Durvalumab is an investigational human monoclonal antibody directed against programmed cell death ligand 1 (PD-L1). Signals from PD-L1 help tumors avoid detection by the immune system. Durvalumab blocks these signals, countering the tumor’s immune-evading tactics. The antibody belongs to an emerging class of immunotherapies commonly referred to as checkpoint inhibitors because they remove checks the body places on immune activation.
“Checkpoint inhibitors have deservedly stirred considerable excitement in the oncology community as their application yields notable results against a growing variety of cancers,” said Adam Kolom, managing director of CRI’s venture fund and Clinical Accelerator, which organizes and provides philanthropic funding and clinical resources for this and other promising immunotherapy trials. “This will be the first time the immunotherapeutic agent will be tested against this difficult-to-treat cancer, and its outcomes are eagerly anticipated by the GBM patient community.”
The other trial, which Ludwig and CRI launched in 2013, is a Phase 1 nonrandomized multicenter trial evaluating the combination of durvalumab with another checkpoint blockade therapy (tremelimumab, anti-CTLA-4) for the treatment of a variety of advanced solid tumors including ovarian cancer, non-small cell lung cancer, colorectal cancer, head and neck cancer, cervical cancer and kidney cancer.

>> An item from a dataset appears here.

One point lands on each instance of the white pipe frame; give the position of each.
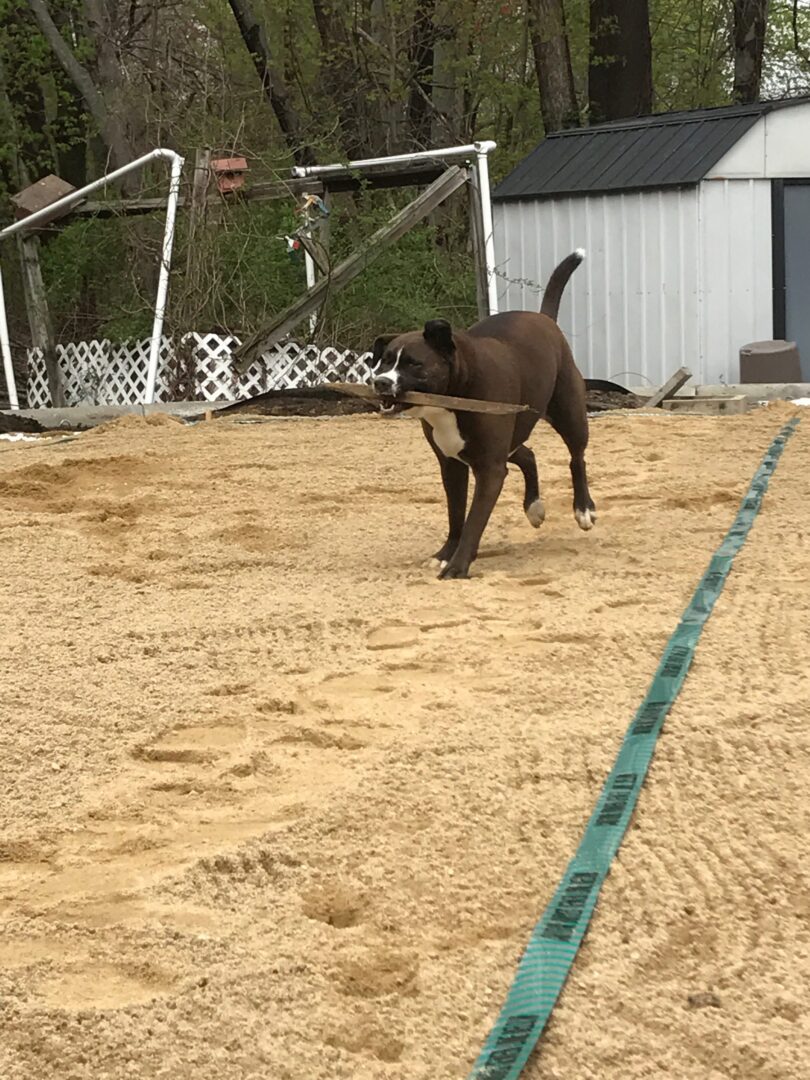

Both clinical trials, which are now under way, are part of a larger clinical research program supported by Ludwig and CRI to speed the evaluation of novel cancer immunotherapies, alone or in combination with other cancer drugs. All of the studies will include collection of genetic and immunologic data derived from clinical samples obtained from patients. Such information will provide clues to the impact of the evaluated therapies and suggest refined or new strategies for treating cancer.

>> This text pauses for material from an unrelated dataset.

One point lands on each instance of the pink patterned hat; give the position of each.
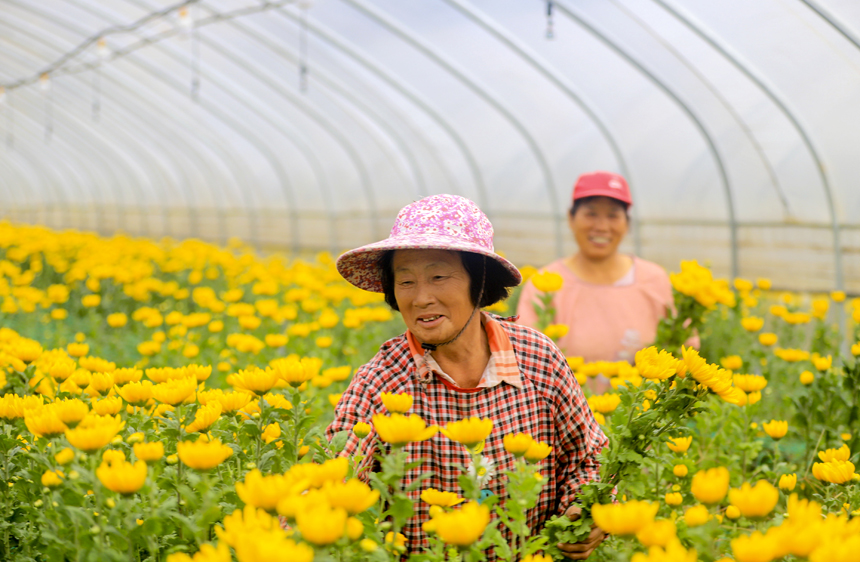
(438, 222)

About Cancer Research Institute
The Cancer Research Institute (CRI), established in 1953, is the world’s only nonprofit organization dedicated exclusively to transforming cancer patient care by advancing scientific efforts to develop new and effective immune system-based strategies to prevent, diagnose, treat, and eventually cure all cancers. Guided by a world-renowned Scientific Advisory Council that includes three Nobel laureates and 27 members of the National Academy of Sciences, CRI has invested $282 million in support of research conducted by immunologists and tumor immunologists at the world’s leading medical centers and universities, and has contributed to many of the key scientific advances that demonstrate the potential for immunotherapy to change the face of cancer treatment. To learn more, go to www.cancerresearch.org.

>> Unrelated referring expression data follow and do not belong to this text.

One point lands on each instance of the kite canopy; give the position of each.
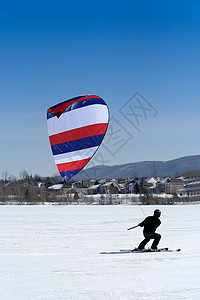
(76, 129)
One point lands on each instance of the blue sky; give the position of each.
(55, 50)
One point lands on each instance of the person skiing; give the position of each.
(150, 225)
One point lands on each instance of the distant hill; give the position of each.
(142, 169)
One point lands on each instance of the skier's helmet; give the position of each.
(157, 213)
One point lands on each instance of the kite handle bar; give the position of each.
(132, 227)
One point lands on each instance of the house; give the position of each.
(168, 185)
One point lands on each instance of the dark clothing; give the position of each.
(150, 225)
(155, 236)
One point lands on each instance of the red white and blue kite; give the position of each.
(76, 129)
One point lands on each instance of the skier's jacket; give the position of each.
(150, 224)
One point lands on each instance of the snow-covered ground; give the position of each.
(52, 252)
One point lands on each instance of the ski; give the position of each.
(149, 250)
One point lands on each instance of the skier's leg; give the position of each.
(143, 243)
(156, 238)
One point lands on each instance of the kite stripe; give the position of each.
(72, 165)
(85, 116)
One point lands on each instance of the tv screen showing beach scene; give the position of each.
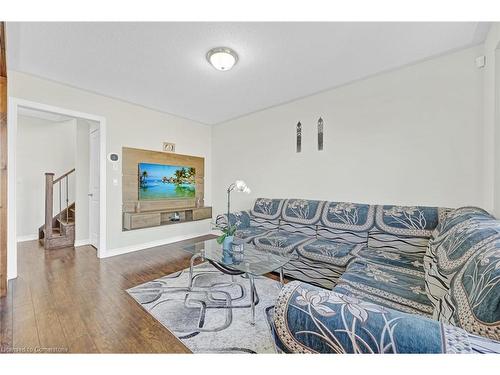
(157, 181)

About Ludwig Cancer Research
Ludwig Cancer Research is an international collaborative network of acclaimed scientists that has pioneered cancer research and landmark discovery for more than 40 years. Ludwig combines basic science with the ability to translate its discoveries and conduct clinical trials to accelerate the development of new cancer diagnostics and therapies. Since 1971, Ludwig has invested more than $2.5 billion in life-changing science through the not-for-profit Ludwig Institute for Cancer Research and the six U.S.-based Ludwig Centers.